Anecdotal evidence has encouraged the Northwell researchers. After speaking to Tracey, David Tuveson, director of the Cold Spring Harbor Laboratory Cancer Center, recommended famotidine to his 44-year-old sister, an engineer with New York City hospitals. She had tested positive for COVID-19 and developed a fever. Her lips became dark blue from hypoxia. She took her first megadose of oral famotidine on 28 March. The next morning, her fever broke and her oxygen saturation returned to a normal range. Five sick coworkers, including three with confirmed COVID-19, also showed dramatic improvements upon taking over-the-counter versions of the drug, according a spreadsheet of case histories Tuveson shared with Science. Many COVID-19 patients recover with simple symptom-relieving medications, but Tuveson credits the heartburn drug. “I would say that was a penicillin effect,” he says.

After an email chain about Tuveson’s experience spread widely among doctors, Timothy Wang, head of gastroenterology at Columbia University Medical Center, saw more hints of famotidine’s promise in his own retrospective review of records from 1620 hospitalized COVID-19 patients. Last week, he shared the results with Tracey and Callahan, and he added them as a co-authors on a paper now under review at Annals of Internal Medicine. All three researchers emphasize, though, that the real test is the trial now underway. “We still don’t know if it will work or not,” Tracey says.
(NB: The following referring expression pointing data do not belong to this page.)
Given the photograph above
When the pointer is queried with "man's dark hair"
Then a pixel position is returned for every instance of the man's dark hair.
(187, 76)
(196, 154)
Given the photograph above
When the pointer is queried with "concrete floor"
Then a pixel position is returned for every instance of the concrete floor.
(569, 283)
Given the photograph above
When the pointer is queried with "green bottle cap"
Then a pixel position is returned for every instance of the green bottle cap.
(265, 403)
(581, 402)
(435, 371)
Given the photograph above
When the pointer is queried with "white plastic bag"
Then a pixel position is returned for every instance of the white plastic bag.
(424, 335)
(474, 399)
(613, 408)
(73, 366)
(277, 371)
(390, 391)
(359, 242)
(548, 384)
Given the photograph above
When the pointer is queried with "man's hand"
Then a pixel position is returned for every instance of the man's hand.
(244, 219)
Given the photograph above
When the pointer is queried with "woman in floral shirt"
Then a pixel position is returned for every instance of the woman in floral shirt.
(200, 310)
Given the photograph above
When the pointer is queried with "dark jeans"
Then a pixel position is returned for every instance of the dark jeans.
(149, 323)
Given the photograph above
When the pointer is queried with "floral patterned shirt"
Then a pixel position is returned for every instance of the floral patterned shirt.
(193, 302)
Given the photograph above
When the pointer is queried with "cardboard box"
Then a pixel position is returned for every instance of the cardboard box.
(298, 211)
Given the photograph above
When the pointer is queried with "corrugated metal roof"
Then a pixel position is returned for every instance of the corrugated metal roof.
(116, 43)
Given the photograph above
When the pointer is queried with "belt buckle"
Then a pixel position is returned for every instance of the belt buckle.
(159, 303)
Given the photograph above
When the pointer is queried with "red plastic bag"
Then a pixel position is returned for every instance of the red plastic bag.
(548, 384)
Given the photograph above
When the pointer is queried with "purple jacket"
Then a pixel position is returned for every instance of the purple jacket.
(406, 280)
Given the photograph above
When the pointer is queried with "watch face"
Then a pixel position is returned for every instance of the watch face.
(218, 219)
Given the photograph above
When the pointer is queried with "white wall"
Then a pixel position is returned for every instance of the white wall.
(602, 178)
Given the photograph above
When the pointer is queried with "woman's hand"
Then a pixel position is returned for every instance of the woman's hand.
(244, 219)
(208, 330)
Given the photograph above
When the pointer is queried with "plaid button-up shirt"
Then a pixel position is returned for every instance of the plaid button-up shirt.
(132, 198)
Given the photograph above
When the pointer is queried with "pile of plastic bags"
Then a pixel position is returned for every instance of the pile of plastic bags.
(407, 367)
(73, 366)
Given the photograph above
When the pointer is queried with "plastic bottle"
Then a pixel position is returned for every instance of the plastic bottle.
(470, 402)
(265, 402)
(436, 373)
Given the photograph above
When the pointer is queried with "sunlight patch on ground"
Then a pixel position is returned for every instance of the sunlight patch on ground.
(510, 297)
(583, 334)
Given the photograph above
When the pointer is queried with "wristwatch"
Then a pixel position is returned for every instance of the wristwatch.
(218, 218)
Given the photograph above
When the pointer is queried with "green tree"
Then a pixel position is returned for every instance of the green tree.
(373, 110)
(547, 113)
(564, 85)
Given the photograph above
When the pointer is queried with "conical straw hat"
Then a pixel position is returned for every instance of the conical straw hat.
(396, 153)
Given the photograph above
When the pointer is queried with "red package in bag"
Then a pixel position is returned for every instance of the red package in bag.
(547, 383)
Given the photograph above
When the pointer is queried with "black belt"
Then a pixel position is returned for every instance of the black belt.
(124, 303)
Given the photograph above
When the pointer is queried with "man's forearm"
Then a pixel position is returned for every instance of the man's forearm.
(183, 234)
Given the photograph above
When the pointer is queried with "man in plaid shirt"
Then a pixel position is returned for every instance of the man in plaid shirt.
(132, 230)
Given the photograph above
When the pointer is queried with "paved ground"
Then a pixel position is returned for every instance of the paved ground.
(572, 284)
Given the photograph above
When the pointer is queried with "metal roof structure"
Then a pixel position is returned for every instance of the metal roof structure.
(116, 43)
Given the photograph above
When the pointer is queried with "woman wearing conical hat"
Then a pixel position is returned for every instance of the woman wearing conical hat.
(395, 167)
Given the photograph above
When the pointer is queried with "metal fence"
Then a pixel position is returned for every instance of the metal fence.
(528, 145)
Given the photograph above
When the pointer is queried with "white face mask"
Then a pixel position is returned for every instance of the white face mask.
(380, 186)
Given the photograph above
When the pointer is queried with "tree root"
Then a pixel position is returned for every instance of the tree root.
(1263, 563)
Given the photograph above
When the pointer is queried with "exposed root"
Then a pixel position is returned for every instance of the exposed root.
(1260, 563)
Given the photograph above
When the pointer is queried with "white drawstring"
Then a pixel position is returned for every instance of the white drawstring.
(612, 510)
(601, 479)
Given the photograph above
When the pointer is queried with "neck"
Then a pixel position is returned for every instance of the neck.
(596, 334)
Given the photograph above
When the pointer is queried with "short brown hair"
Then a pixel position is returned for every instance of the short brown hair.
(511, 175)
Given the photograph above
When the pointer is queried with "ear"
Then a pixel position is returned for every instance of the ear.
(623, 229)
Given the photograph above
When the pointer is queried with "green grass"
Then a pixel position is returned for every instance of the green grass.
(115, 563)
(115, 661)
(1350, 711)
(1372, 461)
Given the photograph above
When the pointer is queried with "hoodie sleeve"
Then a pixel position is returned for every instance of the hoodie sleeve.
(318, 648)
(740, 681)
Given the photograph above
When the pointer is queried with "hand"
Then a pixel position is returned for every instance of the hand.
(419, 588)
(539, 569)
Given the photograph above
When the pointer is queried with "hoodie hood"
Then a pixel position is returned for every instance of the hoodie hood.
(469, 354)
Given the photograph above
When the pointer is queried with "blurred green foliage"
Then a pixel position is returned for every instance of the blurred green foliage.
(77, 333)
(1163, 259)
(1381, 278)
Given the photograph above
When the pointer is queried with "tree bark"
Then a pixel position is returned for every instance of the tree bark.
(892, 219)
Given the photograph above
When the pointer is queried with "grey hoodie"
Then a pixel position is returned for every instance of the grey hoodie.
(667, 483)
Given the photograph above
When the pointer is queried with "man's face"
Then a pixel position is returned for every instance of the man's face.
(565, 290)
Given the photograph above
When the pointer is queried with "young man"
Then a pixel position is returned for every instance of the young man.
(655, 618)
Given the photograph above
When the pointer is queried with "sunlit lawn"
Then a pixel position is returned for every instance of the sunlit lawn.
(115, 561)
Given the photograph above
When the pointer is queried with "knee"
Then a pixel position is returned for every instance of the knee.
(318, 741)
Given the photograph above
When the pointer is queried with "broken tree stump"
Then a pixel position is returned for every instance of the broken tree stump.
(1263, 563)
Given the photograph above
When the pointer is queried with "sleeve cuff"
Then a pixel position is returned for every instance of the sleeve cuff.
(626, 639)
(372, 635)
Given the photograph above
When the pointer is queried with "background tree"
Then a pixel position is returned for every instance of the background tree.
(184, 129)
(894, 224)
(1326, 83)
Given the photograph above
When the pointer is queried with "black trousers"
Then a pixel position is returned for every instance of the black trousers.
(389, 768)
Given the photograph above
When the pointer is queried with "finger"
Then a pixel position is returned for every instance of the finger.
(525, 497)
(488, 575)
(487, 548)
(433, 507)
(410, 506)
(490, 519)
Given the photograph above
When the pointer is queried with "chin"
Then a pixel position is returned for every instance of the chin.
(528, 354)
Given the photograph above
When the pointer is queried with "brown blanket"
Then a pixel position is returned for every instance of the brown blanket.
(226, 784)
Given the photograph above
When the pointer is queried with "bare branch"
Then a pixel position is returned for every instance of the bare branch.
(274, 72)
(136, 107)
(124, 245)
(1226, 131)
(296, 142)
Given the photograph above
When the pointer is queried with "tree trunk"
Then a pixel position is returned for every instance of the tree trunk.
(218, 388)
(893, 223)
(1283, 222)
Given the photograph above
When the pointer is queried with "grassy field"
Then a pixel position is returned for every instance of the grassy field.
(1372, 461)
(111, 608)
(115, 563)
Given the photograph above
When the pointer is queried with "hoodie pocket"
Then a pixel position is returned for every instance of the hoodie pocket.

Callahan has kept busy since his return from China. Kadlec deployed him on medical evacuation missions of Americans on two heavily infected cruise ships. Now back to doing patient rounds in Boston, he says the famotidine lead underscores the importance of science diplomacy in the face of an infectious disease that knows no borders. When it comes to experience with COVID-19, he says, “No amount of smart people at the [National Institutes of Health] or Harvard or Stanford can outclass an average doctor in Wuhan.”